The Comedy and Tragedy of County Fairs
We went to the Caledonia County Fair yesterday. I used to go with my parents every Summer when I was a kid, because it was honestly about the only thing to do in the Summer in the Northeast Kingdom back then, short of the day they switched the movie at the theatre in St. Johnsbury.
I don’t remember the fair as much: there were the cows, goats, other small animals being judged (with every single one seemingly winning first place), a demolition derby, a tractor/horse/ox pull, rides that had not seen a maintenance check since the day they left the facility that built them, the usual lineup of crappy carnival games and fair food mixed in with local grub.
This year was a lot of the same. The big hit was the magic show — Lorelei got picked to be the last “assistant”, and was part of an elaborate “pick a card, any card” trick during which she was part of a sham wedding to a Vermont boy and was threatened to have her armed removed.
The card Lorelei picked and how she made it clear it was hers.
But the big difference from when I was a kid was the “guns and Trump” stalls all about the fair. Need a hat with a pistol on it and the words “we don’t call 911 here” above it? Need a Trump 2024 flag? Need a “let’s go Brandon”, uh, anything?

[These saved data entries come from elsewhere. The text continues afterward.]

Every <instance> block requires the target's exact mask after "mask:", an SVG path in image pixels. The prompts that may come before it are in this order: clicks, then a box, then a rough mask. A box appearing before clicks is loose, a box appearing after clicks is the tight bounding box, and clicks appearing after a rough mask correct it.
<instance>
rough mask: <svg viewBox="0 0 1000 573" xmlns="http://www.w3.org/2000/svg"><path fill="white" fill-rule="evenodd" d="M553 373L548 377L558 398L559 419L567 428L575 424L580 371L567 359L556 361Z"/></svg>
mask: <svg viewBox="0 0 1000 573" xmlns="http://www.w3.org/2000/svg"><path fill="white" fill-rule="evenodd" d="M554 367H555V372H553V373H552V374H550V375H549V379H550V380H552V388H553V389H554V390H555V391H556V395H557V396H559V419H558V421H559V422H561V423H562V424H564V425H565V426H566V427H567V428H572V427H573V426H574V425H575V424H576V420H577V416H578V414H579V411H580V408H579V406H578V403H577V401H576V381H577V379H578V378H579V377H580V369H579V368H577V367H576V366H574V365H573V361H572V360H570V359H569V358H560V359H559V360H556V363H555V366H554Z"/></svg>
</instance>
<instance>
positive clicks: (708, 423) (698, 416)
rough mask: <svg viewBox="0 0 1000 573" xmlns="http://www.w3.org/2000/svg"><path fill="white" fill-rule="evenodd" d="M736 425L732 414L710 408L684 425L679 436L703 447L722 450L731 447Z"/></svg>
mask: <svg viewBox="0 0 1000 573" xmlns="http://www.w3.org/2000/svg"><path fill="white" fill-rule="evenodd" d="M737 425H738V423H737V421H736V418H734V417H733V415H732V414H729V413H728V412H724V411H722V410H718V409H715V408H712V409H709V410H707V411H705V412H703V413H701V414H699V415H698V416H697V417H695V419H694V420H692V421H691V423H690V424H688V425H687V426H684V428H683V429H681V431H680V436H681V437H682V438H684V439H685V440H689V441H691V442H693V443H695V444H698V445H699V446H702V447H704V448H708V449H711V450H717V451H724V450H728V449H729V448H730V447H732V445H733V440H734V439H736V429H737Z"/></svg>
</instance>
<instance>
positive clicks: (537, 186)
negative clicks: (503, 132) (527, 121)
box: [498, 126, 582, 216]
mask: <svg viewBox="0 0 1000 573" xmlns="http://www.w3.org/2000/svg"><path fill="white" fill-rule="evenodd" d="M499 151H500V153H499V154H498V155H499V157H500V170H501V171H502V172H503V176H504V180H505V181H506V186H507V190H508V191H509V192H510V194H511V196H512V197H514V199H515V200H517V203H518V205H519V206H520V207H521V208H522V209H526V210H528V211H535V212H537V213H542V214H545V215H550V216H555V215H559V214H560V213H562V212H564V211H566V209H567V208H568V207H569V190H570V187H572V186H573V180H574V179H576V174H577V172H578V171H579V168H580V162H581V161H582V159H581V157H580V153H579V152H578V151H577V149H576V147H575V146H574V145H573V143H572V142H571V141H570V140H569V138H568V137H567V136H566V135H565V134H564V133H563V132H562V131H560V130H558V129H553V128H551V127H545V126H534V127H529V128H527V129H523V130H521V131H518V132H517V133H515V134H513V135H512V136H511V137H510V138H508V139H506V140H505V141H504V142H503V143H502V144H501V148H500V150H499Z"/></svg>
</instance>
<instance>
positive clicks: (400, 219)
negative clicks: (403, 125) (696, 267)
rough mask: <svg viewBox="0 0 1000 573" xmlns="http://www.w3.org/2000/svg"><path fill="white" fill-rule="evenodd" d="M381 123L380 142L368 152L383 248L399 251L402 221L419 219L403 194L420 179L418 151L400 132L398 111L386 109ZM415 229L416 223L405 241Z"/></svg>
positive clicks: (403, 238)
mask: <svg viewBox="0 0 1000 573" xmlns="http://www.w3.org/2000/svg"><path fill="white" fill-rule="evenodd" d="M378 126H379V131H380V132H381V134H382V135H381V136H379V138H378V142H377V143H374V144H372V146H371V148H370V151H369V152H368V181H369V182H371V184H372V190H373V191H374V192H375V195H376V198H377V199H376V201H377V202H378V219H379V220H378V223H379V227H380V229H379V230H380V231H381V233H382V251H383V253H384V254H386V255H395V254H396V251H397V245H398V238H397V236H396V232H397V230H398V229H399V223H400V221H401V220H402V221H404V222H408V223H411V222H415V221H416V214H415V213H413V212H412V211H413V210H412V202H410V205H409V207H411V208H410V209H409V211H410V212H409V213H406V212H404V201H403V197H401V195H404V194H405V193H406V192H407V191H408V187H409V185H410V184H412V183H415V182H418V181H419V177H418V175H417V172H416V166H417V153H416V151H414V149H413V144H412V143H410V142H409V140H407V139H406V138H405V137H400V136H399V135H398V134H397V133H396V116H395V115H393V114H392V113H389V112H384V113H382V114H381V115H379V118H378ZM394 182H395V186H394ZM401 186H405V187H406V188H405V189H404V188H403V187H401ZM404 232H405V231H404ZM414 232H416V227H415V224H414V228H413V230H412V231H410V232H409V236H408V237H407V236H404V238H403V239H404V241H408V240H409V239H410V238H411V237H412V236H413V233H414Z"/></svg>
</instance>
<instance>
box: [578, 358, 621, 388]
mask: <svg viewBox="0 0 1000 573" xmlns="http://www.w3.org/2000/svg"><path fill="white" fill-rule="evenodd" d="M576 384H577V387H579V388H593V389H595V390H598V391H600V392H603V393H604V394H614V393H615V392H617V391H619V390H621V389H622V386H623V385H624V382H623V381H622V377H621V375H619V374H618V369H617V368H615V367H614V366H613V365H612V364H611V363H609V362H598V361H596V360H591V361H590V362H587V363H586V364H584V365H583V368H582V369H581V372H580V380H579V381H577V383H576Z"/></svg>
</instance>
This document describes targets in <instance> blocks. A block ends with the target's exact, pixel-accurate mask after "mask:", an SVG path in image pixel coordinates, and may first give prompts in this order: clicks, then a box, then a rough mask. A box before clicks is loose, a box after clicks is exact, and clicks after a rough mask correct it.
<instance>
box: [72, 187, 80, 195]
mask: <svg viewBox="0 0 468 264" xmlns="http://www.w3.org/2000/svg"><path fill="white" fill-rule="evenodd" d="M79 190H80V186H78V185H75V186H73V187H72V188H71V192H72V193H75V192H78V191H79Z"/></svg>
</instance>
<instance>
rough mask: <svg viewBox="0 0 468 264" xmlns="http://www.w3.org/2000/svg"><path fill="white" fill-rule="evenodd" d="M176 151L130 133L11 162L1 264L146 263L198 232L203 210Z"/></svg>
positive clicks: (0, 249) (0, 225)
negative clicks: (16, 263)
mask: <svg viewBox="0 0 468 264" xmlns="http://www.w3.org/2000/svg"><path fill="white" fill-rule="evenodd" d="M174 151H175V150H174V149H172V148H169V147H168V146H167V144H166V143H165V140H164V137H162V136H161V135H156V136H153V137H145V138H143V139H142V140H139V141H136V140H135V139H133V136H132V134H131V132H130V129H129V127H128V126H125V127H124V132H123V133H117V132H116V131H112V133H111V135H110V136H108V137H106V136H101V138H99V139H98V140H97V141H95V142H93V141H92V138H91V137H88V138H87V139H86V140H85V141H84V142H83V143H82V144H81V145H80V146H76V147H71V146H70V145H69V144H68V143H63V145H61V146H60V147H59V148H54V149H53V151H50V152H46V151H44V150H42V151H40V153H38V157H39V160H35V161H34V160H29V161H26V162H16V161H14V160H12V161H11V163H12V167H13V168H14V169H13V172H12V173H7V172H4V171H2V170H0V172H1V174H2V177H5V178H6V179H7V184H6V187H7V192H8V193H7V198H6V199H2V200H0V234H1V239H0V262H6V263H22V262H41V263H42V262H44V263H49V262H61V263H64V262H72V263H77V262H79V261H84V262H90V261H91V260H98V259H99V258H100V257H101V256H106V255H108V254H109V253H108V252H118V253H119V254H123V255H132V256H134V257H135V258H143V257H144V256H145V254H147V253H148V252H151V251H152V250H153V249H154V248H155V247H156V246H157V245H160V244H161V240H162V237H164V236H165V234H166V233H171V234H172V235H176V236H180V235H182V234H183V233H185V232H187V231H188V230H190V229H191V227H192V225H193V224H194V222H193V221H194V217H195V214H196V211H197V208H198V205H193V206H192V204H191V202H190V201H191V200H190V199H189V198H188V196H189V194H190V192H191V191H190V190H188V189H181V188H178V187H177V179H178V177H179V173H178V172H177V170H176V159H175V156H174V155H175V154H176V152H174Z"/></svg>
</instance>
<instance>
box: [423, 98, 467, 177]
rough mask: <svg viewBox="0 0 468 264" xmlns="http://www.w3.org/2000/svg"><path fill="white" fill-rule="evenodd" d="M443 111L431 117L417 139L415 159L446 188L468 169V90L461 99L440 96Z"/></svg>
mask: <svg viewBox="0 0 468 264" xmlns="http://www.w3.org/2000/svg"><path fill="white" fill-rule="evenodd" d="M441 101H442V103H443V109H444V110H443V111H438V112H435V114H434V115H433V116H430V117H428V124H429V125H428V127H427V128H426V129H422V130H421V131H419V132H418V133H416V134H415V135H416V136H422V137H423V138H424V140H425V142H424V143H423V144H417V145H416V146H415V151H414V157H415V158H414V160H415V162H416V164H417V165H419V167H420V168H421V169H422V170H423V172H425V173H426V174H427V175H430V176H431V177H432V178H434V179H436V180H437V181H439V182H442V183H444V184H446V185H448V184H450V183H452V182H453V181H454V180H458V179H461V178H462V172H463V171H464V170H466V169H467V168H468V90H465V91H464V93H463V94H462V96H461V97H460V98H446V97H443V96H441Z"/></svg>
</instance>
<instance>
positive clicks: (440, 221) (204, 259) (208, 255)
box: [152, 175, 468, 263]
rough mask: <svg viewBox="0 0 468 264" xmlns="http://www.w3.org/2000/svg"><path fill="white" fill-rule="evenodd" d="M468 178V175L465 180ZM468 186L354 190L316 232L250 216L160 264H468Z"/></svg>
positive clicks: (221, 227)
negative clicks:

Thirty years ago you’d see some knock off No Fear shirts, or Calvin pissing on whatever stickers, but it tended towards Beavis and Butthead levels of stupid and silly, not blatantly offensive. And it’s not like I think Vermont is the hyper-liberal wonderland some people picture it as (the “no steppy on snek” flags don’t stop at the Connecticut River) but it’s disappointing to see so much of the fair become political Hot Topics for shitfucks.